Functions for extraction evaluation

In [None]:
import re
import Levenshtein
from collections import Counter
from spellchecker import SpellChecker
import pandas as pd
import numpy as np
import pdb
import math

# Initialize spell checker
spell = SpellChecker()

def normalize_whitespace(text):
    # Replace newlines with spaces and collapse all whitespace
    return re.sub(r'\s+', ' ', text).strip()


# FREE TEXT EVALUATION

def compute_text_metrics(extracted, gold):
    """
    Compute free-text evaluation metrics:
      - Precision, Recall, and F1 (token level)
      - Normalized Levenshtein distance (LD_norm)
      - Normalized misspelled words ratio (W_norm)
    """

    # Normalize whitespace in both texts
    extracted = normalize_whitespace(extracted)
    gold = normalize_whitespace(gold)
    
    # Tokenize (splitting by whitespace)
    tokens_ext = extracted.split()
    tokens_gold = gold.split()
    
    # Compute precision, recall, and F1 score using token counts
    count_ext = Counter(tokens_ext)
    count_gold = Counter(tokens_gold)
    intersection = sum((count_ext & count_gold).values())
    precision = intersection / len(tokens_ext) if tokens_ext else 0
    recall = intersection / len(tokens_gold) if tokens_gold else 0
    f1 = 2 * precision * recall / (precision + recall) if (precision + recall) else 0

    # Normalized Levenshtein distance
    ld = Levenshtein.distance(extracted, gold)
    ld_norm = min(ld / len(gold), 1.0) if gold else 1.0
    
    # Misspelled words: count words in extracted text that are unknown
    misspelled = spell.unknown(tokens_ext)
    W_norm = len(misspelled) / len(tokens_gold) if tokens_gold else 0
    W_norm = min(W_norm,1)

    return {
        'precision': precision,
        'recall': recall,
        'f1': f1,
        'ld_norm': ld_norm,
        'W_norm': W_norm
    }


# IMAGE EVALUATION

def compute_image_penalty(expected_images, extracted_images=0):
    """
    Compute a simple image penalty based on the number of expected images minus
    the number of extracted images.
    """
    penalty = max(expected_images - extracted_images, 0)
    return penalty

# Table Markdown Parsing Function
def markdown_to_df(md):
    """
    Parse a markdown table string into a pandas DataFrame.
    """
    # Split by lines and ignore empty lines.
    lines = [line.strip() for line in md.splitlines() if line.strip()]
    if len(lines) < 2:
        return pd.DataFrame()
    header_line = lines[0]
    headers = [h.strip() for h in header_line.strip('|').split('|')]
    data_rows = []
    for line in lines[2:]:
        # Split by pipe and strip whitespace.
        row = [cell.strip() for cell in line.strip('|').split('|')]
        if row:
            data_rows.append(row)
    return pd.DataFrame(data_rows, columns=headers)

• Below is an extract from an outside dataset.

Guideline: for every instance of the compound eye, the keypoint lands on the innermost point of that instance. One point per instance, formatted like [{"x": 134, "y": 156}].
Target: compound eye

# TABLE EVALUATION FOR MARKDOWN TABLES
def compute_table_metrics_markdown(extracted_md, gold_md):
    """
    Compute metrics for a markdown table.
    If no table is detected (i.e. the extracted markdown is empty or yields an empty DataFrame),
    return a dictionary with default values and a detected flag of 0.
    Otherwise, compute the usual metrics and set detected to 1.
    """
    df_ext = markdown_to_df(extracted_md)
    df_gold = markdown_to_df(gold_md)
    
    if df_ext.empty and df_gold.empty:  # Both tables are missing
        return {
            'row_score': 1,  # Perfect score since both are absent
            'col_score': 1,  # Perfect score since both are absent
            'precision_table': 1,  # No false positives
            'recall_table': 1,     # No false negatives
            'f1_table': 1,         # Since both precision and recall are perfect
            'ld_table_norm': 0,    # No changes needed
            'W_table_norm': 0,     # No misspellings as there's nothing present
            'detected': 1          # Indicate detection of no tables successfully
        }

    if df_ext.empty:
        # Table wasn’t detected.
        return {
            'row_score': 0,
            'col_score': 0,
            'precision_table': 0,
            'recall_table': 0,
            'f1_table': 0,
            'ld_table_norm': 1,       # A high penalty value
            'W_table_norm': 1,        # Assume worst-case misspelling ratio
            'detected': 0
        }
    
    # If the table exists
    flat_ext = df_ext.values.flatten().tolist()
    flat_gold = df_gold.values.flatten().tolist()
    
    count_ext = Counter(flat_ext)
    count_gold = Counter(flat_gold)
    intersection = sum((count_ext & count_gold).values())
    precision = intersection / len(flat_ext) if flat_ext else 0
    recall = intersection / len(flat_gold) if flat_gold else 0
    f1_table = 2 * precision * recall / (precision + recall) if (precision + recall) else 0

    # Row and Column Scores
    rows_ext, rows_gold = (df_ext.shape[0], df_gold.shape[0])
    row_score = 1 - abs(rows_ext - rows_gold) / rows_gold if rows_gold > 0 else 0
    cols_ext, cols_gold = (df_ext.shape[1], df_gold.shape[1])
    col_score = 1 - abs(cols_ext - cols_gold) / cols_gold if cols_gold > 0 else 0

    # Serialize tables 
    serialized_ext = df_ext.to_csv(index=False)
    serialized_gold = df_gold.to_csv(index=False)
    ld_table = Levenshtein.distance(serialized_ext, serialized_gold)
    ld_table_norm = ld_table / len(serialized_gold) if serialized_gold else 1
    ld_table_norm = min(ld_table_norm, 1)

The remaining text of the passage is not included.